Friday, February 15, 2008

LOSING YOUR PLACE

Today's post concerns an ethical and/or systems question. Jon received an email from an author who sent us his partial several months ago. (OK, I admit it; we're behind in our reading.) The author said he was simply checking on the status of the project. Jon responded that, yes, we'd received the partial and that Jon would be getting to it within the next few weeks. The author wrote back saying that he's continued to work on the chapters and now has a "much improved" package. "Can I keep my place in the reading pile if I send you the rewritten package?" he asked.

This is a first for us, and, frankly we're boggled by the request. On the one hand, I can understand why the author wants us to get rid of the old, as-yet-unread package, and to read the new, improved version. On the other hand, it creates a mess on this end. At any given time we're juggling between 30 and 50 partials, (not to mention manuscripts and queries), trying to read them in order of their receipt. If we tell this author to send his new stuff and that we'll save his place in the reading pile, we're suddenly responsible for a lot more work. First, we have to find his chapters and flag that package with a note to ignore--no biggie. The deal-breaker is that in order to save the author's place, we have to keep an eagle eye out for the NEW package which would be troublesome. We get lots of packages each day. When the new package arrives, we need to put it in the place we promised to reserve. Worse, if we let this author do this, we have to let every author do this if they want. It's time to set a precedent. I have nightmares of us flagging and searching and missing and jumbling and panicking and tearing our hair and sobbing into the night! (Well, maybe not sobbing into the night and Jon has no hair to pull anyway, but you get my drift.)

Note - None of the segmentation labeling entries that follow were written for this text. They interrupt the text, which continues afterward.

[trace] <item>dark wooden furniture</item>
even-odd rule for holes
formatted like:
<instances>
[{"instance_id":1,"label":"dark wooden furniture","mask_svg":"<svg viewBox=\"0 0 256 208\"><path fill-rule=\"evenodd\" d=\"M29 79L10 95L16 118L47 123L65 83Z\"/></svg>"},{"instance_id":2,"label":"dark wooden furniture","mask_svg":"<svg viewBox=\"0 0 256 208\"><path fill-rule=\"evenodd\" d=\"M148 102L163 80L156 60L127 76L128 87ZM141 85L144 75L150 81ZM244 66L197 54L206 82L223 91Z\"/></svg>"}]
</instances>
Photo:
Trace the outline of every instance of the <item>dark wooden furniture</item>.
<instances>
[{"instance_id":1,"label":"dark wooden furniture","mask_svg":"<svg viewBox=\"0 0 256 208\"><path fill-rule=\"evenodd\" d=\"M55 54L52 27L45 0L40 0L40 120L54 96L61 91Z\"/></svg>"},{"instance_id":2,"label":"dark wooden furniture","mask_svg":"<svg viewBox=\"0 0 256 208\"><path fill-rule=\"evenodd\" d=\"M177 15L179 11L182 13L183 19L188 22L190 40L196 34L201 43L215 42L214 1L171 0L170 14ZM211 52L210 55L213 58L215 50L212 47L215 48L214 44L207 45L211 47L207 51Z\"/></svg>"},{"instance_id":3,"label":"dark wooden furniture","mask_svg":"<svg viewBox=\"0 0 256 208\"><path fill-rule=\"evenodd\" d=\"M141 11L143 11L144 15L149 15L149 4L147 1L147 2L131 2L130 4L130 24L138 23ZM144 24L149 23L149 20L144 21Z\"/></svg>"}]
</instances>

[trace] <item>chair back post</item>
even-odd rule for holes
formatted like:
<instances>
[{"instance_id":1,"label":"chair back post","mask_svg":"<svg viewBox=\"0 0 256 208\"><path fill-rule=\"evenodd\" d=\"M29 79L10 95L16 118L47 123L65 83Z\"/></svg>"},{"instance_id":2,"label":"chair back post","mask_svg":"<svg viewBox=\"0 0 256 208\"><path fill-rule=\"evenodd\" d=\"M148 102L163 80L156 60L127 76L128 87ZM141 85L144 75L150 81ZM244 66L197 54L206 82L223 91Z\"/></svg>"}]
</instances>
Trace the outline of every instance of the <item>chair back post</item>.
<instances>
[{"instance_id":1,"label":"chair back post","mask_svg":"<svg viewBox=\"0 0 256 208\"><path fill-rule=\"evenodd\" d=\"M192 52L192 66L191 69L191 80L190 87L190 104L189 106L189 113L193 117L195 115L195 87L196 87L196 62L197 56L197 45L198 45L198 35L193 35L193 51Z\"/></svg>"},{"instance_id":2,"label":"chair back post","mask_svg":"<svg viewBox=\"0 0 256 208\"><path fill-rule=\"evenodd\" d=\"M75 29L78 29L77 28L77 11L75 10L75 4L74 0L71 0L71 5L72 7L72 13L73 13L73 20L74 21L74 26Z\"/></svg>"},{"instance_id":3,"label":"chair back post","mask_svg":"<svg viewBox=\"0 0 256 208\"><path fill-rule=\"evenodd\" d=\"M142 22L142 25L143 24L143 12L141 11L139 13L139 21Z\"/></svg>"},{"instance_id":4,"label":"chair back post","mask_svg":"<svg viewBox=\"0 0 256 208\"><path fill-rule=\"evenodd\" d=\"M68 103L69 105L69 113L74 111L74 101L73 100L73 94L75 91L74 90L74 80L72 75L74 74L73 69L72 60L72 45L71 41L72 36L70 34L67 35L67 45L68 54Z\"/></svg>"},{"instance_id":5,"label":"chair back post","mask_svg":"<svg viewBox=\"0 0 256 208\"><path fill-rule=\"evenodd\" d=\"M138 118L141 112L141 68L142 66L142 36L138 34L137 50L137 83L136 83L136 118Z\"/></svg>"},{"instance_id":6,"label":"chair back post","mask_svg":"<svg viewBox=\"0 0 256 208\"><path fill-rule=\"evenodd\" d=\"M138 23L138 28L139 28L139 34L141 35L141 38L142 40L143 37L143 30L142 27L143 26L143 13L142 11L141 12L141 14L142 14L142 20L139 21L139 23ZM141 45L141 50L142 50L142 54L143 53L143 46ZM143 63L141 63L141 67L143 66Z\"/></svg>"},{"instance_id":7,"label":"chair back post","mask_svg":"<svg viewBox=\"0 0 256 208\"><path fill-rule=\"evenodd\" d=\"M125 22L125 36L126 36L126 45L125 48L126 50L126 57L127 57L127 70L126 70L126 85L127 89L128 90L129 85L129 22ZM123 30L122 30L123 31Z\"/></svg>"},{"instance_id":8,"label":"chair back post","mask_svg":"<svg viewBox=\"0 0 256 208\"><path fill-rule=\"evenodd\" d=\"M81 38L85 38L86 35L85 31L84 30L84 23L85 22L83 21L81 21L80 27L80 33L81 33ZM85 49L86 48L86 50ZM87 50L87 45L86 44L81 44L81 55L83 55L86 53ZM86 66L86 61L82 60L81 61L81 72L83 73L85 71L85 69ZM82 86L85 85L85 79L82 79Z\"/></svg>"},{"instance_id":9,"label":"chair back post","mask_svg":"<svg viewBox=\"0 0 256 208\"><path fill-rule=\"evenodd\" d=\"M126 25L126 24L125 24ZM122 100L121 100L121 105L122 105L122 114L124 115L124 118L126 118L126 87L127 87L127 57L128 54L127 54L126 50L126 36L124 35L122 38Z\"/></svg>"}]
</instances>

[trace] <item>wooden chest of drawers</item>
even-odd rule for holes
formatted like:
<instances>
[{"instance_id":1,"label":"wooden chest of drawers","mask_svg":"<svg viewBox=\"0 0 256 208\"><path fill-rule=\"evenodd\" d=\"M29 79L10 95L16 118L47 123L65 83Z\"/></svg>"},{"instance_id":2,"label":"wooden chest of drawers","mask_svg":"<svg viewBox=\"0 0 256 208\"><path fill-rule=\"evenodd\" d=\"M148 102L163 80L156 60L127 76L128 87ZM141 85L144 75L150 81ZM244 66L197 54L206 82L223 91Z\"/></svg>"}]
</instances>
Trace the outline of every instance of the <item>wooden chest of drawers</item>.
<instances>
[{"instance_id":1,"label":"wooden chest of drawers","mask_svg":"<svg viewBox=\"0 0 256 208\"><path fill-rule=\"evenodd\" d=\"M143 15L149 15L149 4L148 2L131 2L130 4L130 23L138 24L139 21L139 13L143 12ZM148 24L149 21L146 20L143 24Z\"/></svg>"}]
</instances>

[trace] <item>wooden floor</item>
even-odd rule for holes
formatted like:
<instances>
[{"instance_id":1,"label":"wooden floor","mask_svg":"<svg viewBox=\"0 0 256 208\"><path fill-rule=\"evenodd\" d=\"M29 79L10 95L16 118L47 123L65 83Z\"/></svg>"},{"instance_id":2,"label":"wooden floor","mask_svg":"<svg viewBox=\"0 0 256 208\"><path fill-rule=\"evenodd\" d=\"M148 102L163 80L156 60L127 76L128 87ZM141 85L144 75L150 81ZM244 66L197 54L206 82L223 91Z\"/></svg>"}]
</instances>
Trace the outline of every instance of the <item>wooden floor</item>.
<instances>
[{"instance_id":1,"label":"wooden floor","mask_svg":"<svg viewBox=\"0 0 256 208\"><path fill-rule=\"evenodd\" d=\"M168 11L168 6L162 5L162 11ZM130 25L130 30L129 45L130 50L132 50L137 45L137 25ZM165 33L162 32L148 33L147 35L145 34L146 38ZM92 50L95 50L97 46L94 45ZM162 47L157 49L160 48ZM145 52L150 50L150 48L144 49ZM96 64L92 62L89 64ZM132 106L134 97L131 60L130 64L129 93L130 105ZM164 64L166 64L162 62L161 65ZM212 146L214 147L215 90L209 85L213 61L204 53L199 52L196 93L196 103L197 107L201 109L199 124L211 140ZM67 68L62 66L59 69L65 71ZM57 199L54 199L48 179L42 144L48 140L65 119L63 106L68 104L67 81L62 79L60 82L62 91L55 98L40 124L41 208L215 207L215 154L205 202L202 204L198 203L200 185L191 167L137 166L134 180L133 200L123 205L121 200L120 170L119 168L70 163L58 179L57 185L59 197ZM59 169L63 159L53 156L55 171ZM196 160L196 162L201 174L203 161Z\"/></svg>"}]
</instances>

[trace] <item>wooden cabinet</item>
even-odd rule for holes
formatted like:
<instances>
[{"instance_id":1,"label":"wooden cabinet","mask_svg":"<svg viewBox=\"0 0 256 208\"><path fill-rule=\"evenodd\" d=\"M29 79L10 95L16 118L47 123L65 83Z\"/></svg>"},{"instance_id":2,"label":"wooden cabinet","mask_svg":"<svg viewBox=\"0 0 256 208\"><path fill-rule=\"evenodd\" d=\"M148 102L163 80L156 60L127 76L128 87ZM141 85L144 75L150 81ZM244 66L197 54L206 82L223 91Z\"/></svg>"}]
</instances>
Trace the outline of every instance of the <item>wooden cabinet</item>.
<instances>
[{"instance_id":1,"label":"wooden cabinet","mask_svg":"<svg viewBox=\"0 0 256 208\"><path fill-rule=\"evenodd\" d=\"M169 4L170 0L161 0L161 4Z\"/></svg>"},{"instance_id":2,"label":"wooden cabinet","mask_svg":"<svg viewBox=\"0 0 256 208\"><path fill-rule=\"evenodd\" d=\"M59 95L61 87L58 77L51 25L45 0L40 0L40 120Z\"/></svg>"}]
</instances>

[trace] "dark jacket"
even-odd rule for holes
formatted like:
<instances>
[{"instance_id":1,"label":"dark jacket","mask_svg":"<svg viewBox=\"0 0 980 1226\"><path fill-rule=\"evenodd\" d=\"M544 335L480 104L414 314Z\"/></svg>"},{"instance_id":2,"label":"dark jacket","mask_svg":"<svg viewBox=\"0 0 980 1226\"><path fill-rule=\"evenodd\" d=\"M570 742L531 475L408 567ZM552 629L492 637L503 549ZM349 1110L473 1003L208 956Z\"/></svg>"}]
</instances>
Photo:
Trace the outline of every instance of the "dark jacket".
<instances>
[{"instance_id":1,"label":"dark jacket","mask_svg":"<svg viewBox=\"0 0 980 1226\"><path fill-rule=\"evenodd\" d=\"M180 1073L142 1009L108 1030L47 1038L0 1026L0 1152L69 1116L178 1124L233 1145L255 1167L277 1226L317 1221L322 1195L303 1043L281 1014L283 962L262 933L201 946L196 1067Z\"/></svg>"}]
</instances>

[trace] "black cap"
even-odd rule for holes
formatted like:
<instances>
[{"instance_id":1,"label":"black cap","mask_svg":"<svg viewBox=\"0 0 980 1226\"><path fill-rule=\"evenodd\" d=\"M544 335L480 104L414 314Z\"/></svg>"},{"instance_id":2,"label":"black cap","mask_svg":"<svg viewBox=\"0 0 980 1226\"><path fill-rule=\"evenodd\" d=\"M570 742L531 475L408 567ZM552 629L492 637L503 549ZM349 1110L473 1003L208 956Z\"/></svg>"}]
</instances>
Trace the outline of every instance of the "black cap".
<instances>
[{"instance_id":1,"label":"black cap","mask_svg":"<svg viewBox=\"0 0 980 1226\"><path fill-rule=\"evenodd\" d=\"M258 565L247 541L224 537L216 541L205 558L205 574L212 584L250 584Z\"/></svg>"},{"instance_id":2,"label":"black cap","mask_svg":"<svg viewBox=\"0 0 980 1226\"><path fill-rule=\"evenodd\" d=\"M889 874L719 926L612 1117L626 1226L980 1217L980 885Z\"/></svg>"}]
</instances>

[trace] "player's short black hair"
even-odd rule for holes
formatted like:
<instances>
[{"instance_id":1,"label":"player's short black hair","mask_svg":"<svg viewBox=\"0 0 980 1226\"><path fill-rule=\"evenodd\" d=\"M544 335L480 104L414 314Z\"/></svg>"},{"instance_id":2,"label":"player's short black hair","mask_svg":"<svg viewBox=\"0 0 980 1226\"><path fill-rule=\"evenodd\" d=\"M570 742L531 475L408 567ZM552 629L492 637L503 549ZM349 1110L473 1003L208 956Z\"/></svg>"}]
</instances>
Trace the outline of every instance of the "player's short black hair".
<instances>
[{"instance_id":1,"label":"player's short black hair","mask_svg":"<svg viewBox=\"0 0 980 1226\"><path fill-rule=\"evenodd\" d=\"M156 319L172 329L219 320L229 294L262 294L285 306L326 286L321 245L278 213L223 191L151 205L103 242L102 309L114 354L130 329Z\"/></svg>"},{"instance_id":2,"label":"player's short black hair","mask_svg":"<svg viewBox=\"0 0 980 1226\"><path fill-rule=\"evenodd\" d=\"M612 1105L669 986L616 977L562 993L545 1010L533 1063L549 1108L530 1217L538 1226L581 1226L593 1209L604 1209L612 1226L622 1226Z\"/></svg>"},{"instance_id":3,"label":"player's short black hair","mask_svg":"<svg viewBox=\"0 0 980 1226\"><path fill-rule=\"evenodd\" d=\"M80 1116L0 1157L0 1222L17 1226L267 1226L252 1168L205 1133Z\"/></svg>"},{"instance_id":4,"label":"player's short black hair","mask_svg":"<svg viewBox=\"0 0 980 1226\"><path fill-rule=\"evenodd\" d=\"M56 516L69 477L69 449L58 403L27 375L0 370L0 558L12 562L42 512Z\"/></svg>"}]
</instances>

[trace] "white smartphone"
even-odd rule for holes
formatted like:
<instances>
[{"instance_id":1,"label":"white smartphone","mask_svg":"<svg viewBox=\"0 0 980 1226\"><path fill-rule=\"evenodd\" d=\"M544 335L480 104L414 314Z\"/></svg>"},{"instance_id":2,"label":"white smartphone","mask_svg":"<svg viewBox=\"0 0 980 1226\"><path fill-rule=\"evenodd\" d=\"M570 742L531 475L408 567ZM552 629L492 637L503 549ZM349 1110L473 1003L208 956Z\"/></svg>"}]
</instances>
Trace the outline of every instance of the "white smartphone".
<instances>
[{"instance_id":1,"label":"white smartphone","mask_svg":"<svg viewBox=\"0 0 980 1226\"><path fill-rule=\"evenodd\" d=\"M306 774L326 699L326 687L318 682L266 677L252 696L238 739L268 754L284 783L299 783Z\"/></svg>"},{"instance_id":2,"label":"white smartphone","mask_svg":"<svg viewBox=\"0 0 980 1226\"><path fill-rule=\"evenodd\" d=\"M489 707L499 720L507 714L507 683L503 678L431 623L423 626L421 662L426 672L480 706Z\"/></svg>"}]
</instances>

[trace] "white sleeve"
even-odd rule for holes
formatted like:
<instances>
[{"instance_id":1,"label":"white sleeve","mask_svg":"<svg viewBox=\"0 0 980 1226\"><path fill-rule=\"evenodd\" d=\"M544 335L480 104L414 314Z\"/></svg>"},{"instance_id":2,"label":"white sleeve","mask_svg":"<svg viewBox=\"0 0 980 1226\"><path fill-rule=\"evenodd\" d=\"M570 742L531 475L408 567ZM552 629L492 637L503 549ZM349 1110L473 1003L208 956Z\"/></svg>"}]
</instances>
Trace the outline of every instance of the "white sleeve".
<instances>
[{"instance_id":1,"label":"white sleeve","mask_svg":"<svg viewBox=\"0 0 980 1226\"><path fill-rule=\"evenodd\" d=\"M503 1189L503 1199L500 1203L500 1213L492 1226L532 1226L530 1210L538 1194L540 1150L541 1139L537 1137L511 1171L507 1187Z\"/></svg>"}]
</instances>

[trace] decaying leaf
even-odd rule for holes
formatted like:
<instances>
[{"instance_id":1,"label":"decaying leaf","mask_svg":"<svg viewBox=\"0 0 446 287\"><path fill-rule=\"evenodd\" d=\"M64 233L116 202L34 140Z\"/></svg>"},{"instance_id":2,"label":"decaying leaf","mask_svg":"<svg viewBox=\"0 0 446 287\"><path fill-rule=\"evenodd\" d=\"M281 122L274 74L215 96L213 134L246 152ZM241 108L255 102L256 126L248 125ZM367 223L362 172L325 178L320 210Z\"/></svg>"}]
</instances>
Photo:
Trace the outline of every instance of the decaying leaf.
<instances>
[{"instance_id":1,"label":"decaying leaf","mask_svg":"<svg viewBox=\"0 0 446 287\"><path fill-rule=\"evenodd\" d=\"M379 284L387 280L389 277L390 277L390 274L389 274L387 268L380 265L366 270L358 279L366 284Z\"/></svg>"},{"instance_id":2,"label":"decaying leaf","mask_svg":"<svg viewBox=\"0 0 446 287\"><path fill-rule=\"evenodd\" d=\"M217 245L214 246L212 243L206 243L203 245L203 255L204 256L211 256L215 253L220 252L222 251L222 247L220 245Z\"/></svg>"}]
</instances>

So Jon set a precedent. He told the author that he's welcome to send the new package. Then he told him that, in so doing, he would lose his place in the reading pile. As far as our systems go, this was the sensible answer. But, was it the ethical thing to do? We'd love to hear your comments.

1 comment:

Anonymous said...

I definitely think it was the right thing for you to do; the fact that you're letting him resubmit his materials is nice enough. Plus, I think being placed at the back of the line is a fair price for the writer to pay if, in the end, he gets the opportunity for his newly revised/best work to be read by you.